A customer pinged me on Teams with an issue: a maintenance pipeline that ran on a cron job suddenly stopped doing its thing since a recent Azure DevOps project migration. They used AzDo Project A before and I helped them setting up project B.

Cause

The pipeline used a script that looped over all repos in a project via REST API. But under the new project, the automatically-assigned job token only had permissions to the repository it was currently checking out (or those explicitly defined). Repos that weren’t referenced simply vanished from the API results. Even though the build service identity had read permissions on all repos, the token’s scope restriction meant the script saw only a subset.

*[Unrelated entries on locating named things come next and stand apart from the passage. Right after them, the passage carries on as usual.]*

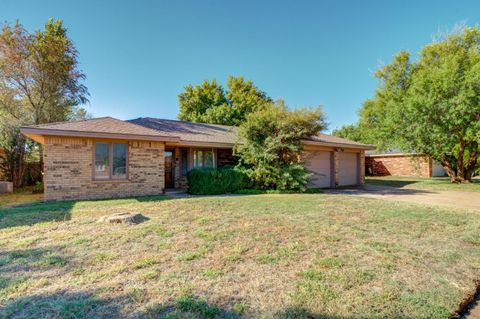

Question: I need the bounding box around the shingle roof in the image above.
[128,117,238,144]
[306,133,373,148]
[128,117,373,149]
[21,116,178,140]
[22,117,373,149]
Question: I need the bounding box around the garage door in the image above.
[305,151,331,187]
[338,152,358,186]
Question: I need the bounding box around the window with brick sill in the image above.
[93,143,128,181]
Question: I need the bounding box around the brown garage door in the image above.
[338,152,358,186]
[305,151,332,187]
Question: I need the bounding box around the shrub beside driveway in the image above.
[0,194,480,318]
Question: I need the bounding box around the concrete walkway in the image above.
[326,185,480,210]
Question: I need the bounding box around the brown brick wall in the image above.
[365,155,432,177]
[44,137,165,200]
[359,151,365,185]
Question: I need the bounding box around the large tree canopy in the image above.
[335,27,480,182]
[234,101,326,190]
[178,76,272,125]
[0,19,88,185]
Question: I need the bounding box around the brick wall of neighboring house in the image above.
[44,137,165,200]
[365,154,432,177]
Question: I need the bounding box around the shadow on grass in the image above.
[0,195,171,229]
[0,201,75,229]
[275,306,353,319]
[326,184,434,195]
[0,291,122,319]
[366,179,421,187]
[0,248,72,278]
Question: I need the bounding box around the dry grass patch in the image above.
[0,194,480,318]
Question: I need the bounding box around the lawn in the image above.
[0,186,43,209]
[0,194,480,318]
[366,176,480,192]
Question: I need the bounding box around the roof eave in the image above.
[302,140,375,150]
[20,126,180,142]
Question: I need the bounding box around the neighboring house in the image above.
[21,117,373,200]
[365,150,446,177]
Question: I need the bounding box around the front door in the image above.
[165,151,173,188]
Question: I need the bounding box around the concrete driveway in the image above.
[326,185,480,210]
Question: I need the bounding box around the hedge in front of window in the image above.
[187,168,249,195]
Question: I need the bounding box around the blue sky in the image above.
[0,0,480,129]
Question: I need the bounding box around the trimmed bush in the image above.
[187,168,249,195]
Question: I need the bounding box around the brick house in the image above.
[365,150,446,177]
[21,117,373,200]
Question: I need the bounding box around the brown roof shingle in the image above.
[21,116,178,140]
[128,117,238,144]
[22,117,373,149]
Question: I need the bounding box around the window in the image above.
[193,150,213,168]
[94,143,127,180]
[181,148,188,176]
[112,143,127,179]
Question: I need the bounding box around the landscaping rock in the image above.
[98,213,148,225]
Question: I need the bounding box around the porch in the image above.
[164,145,236,189]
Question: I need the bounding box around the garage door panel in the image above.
[338,152,358,186]
[305,151,332,187]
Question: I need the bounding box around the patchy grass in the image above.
[366,176,480,192]
[235,188,324,195]
[0,194,480,318]
[0,186,43,209]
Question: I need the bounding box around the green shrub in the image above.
[32,182,43,194]
[187,168,249,195]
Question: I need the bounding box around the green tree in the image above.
[234,102,326,190]
[0,19,88,185]
[338,27,480,182]
[178,76,272,125]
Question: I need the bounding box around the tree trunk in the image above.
[440,158,457,183]
[465,142,480,182]
[457,139,465,183]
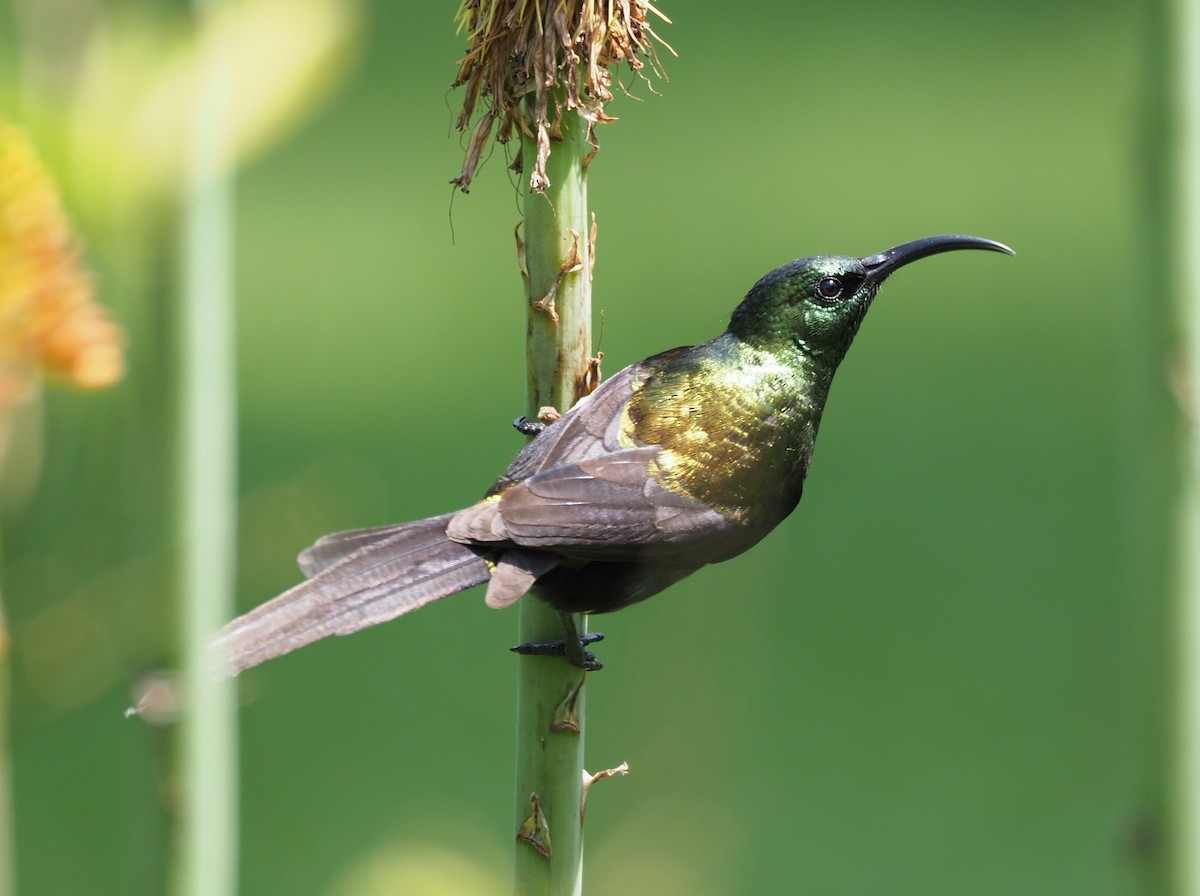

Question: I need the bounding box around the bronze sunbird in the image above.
[215,236,1012,673]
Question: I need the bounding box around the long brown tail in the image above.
[212,513,490,675]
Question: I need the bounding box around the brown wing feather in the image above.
[446,445,728,560]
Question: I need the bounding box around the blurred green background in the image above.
[5,0,1166,896]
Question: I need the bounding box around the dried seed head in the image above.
[451,0,674,193]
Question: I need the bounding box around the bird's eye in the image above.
[815,277,842,302]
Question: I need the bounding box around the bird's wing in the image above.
[488,348,688,495]
[446,445,731,560]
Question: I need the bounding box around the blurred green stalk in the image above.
[175,0,238,896]
[0,561,10,896]
[1163,0,1200,896]
[515,106,592,896]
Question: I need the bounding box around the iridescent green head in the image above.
[730,236,1013,367]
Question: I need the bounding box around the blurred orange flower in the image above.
[0,121,125,398]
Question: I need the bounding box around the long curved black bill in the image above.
[863,234,1016,283]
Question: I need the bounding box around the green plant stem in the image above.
[0,549,17,896]
[515,106,592,896]
[176,0,238,896]
[1164,0,1200,896]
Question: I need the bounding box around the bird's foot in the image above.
[509,632,604,672]
[512,405,563,435]
[512,414,546,435]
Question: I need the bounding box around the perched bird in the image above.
[215,236,1012,673]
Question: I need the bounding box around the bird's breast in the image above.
[622,347,817,533]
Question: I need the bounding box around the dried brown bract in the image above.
[451,0,674,193]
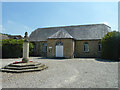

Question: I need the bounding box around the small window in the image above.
[43,43,47,52]
[84,42,89,52]
[33,44,36,52]
[98,42,101,52]
[56,41,63,45]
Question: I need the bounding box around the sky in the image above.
[0,2,118,36]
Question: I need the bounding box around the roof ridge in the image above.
[38,23,110,29]
[48,29,73,38]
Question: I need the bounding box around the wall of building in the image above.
[32,41,47,57]
[47,39,74,58]
[75,40,101,57]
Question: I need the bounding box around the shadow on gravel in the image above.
[95,58,119,62]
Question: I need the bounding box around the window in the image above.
[43,43,47,52]
[98,42,101,52]
[84,42,89,52]
[33,44,36,52]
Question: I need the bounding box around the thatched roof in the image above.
[29,24,111,41]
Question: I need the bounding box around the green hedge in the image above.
[101,31,120,60]
[2,39,33,58]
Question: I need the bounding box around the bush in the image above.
[101,31,120,60]
[2,39,33,58]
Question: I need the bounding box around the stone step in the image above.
[4,64,45,70]
[1,66,48,73]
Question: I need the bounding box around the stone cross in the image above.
[22,32,29,63]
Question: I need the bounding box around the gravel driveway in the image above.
[0,57,118,88]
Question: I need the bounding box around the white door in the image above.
[56,45,63,57]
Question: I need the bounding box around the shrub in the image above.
[101,31,120,60]
[2,39,33,58]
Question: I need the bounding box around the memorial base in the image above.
[1,62,48,73]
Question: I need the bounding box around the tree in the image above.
[101,31,120,60]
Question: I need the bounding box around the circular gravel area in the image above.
[0,57,118,88]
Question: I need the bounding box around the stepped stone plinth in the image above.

The reason was actually kind of simple: the new project had much stricter security defaults. Turns out, Microsoft enabled a more restrictive default for new projects created since May 2020. Since we migrated from a pre-2020 project, this setting in the new project blocked all acccess to repos that weren’t checkedout by the pipeline.

Fix

A solution is that you either explicitly declare all repos in your YAML under resources/repositories and add a checkout for each repo before using REST.

resources:
  repositories:
    - repository: SpaceGameWebReact
      name: SpaceGameWeb/SpaceGameWebReact
      type: git
    - repository: FabrikamFiber
      name: FabrikamFiber/FabrikamFiber
      type: git
    - repository: FabrikamChat
      name: FabrikamFiber/FabrikamChat
      type: git

  - checkout: SpaceGameWebReact
  - checkout: FabrikamFiber
  - checkout: FabrikamChat

And give permission at the first usage via the AzDo UI:

Or, easier but riskier: if you don’t want to list everything: you can disable the “scoped-token” setting by going to Project Settings > Pipelines > Settings and turning off Protect access to repositories in YAML pipelines. Then all pipelines (!) gets a token with broader scope.

References
Check out this how-to on Microsoft Learn and discover details about job access tokens.

TL;DR

Scoped tokens are great for security, but blocking if you ever rely on “give me all repos” scripts. If you depend on full repo-list introspection or mass-maintenance jobs, make sure your pipeline explicitly references every repo, or disable scoped-token mode (with consent from security team, ideally).